Mykhailo Fedorov, Ukraine’s digital transformation minister, gave a recorded presentation during the summit’s “Innovation Night” in which he showed video of the recent destruction of two Russian vessels near Crimea by underwater drones.

The ability to target Russian warships in that way has helped Ukraine establish and maintain a vital grain-shipping corridor since summer, defying Moscow.

“The drone fleet has opened Ukraine to the grain corridor in the Black Sea,” Fedorov said. Bloomberg News reported in December that Russia is moving more of its Black Sea naval fleet out of harm’s way after Ukrainian strikes near Crimea.

Investment in drones by Ukraine has stepped up following their success on the battlefield.

A coalition of Ukraine’s allies has pledged to deliver 1 million drones within a year, while the U.K. and other nations plan to provide new AI-enabled unmanned aerial vehicles that could swarm Russian targets simultaneously, Bloomberg reported on Saturday.

Russia’s war effort is also increasingly reliant on UAVs. It has attacked Ukraine with thousands of Iranian-made Shahed drones, often paired with ballistic and cruise missile barrages.

Drone InterceptorOne of the products shown at the Innovation Night was a 3D-printed drone interceptor developed by the startup Tytan Technologies to combat the cheap and plentiful Shaheds.

“The military is shooting down these drones with anti-aircraft guns and missiles, which cost millions,” Tytan Chief Executive Officer Balazs Nagy told an audience of investors, inventors and military personnel.

During the conference, some officials privately fretted that the U.S. may scale back support for the region and called for the development of more military equipment within the European Union.

The U.S. remains committed to its NATO allies, according to European Commission’s digital chief Margrethe Vestager. She said at a media briefing that 80% of Europe’s defense budgets are spent outside the bloc and called for spending money more effectively.

Artificial intelligence was another central theme at the conference, where enthusiasm about the potential of the technology was balanced by concern about how bad actors may exploit it.

Discussions on the dangers of AI in cyberspace and on social media drew large crowds, with technology companies announcing measures to detect deepfakes around elections and Alphabet Inc.’s Google presenting new tools to use AI to bolster online defenses.

Google Grants“AI, like most other useful technologies, can be used for malicious purposes,” Google said in a report on using the technology for digital security released ahead of the conference. “A system that can find vulnerabilities for defenders to fix, can also find vulnerabilities for attackers to exploit.”

Google also announced $10 million in grants for Ukrainian startups during the conference.

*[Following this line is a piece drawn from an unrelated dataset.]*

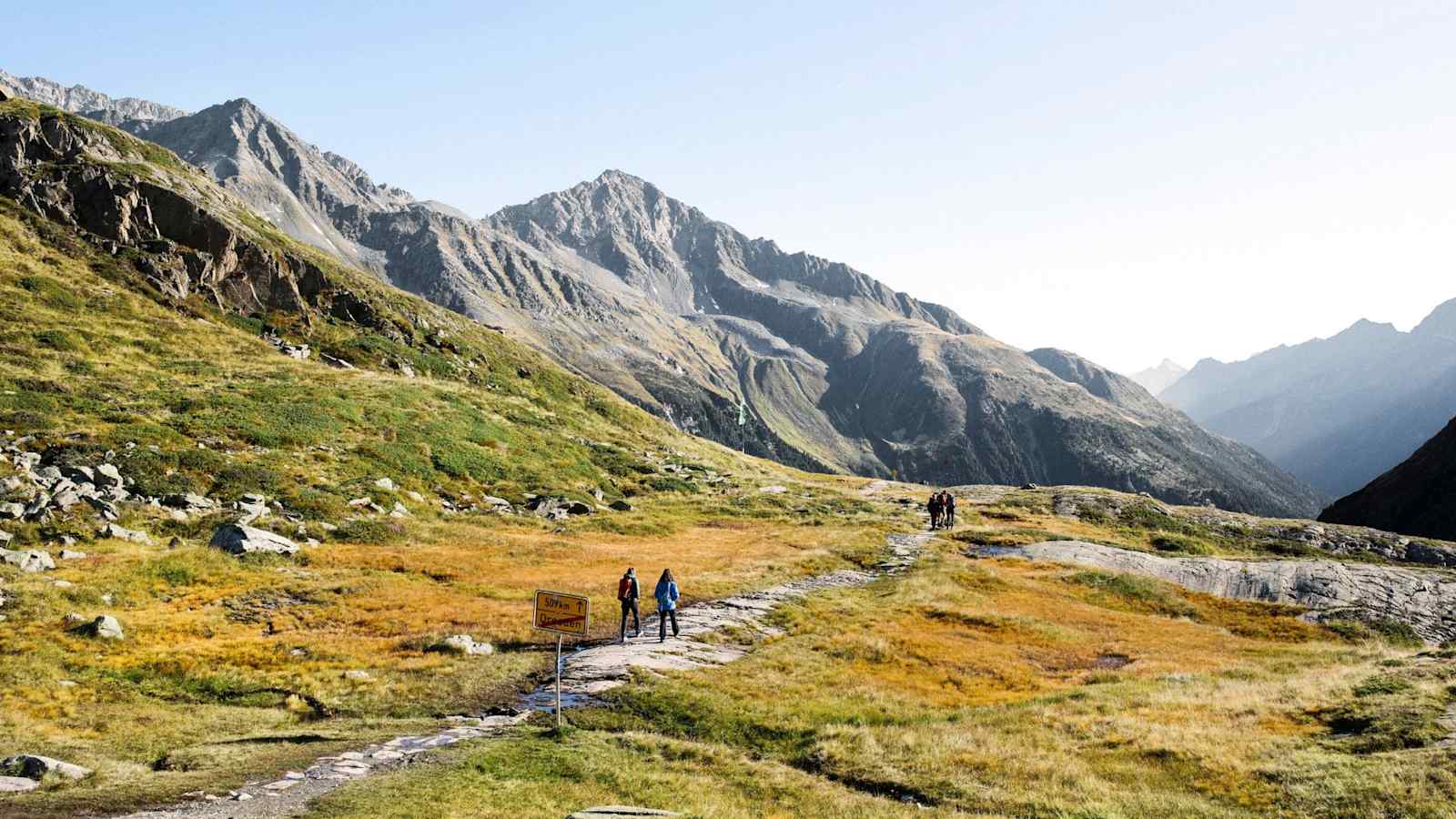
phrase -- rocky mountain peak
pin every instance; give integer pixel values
(1441, 324)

Kent Walker, Alphabet’s president of global affairs, told Bloomberg that the financial support is aimed at creating a critical mass of entrepreneurs and encouraging foreign investment in Ukraine.

“There’s business opportunity there and it’s part of the larger effort of companies and democracies to work together to support the rule of law,” Walker said. “Part of that is helping democracies succeed.”

In a year where countries representing more than half the world’s population will hold presidential, local and legislative elections, voting integrity and the way that AI can manipulate voters were a key focus. Big Tech companies and AI developers, including OpenAI and Stability AI, announced an agreement to combat the spread of deepfake content during elections.

“Once you’ve been fooled by a deepfake, you’re no longer going to believe anything that you see and hear online,” said Dana Rao, general counsel at Adobe Inc. “Once you doubt everything you see, that’s a real danger to democracy.”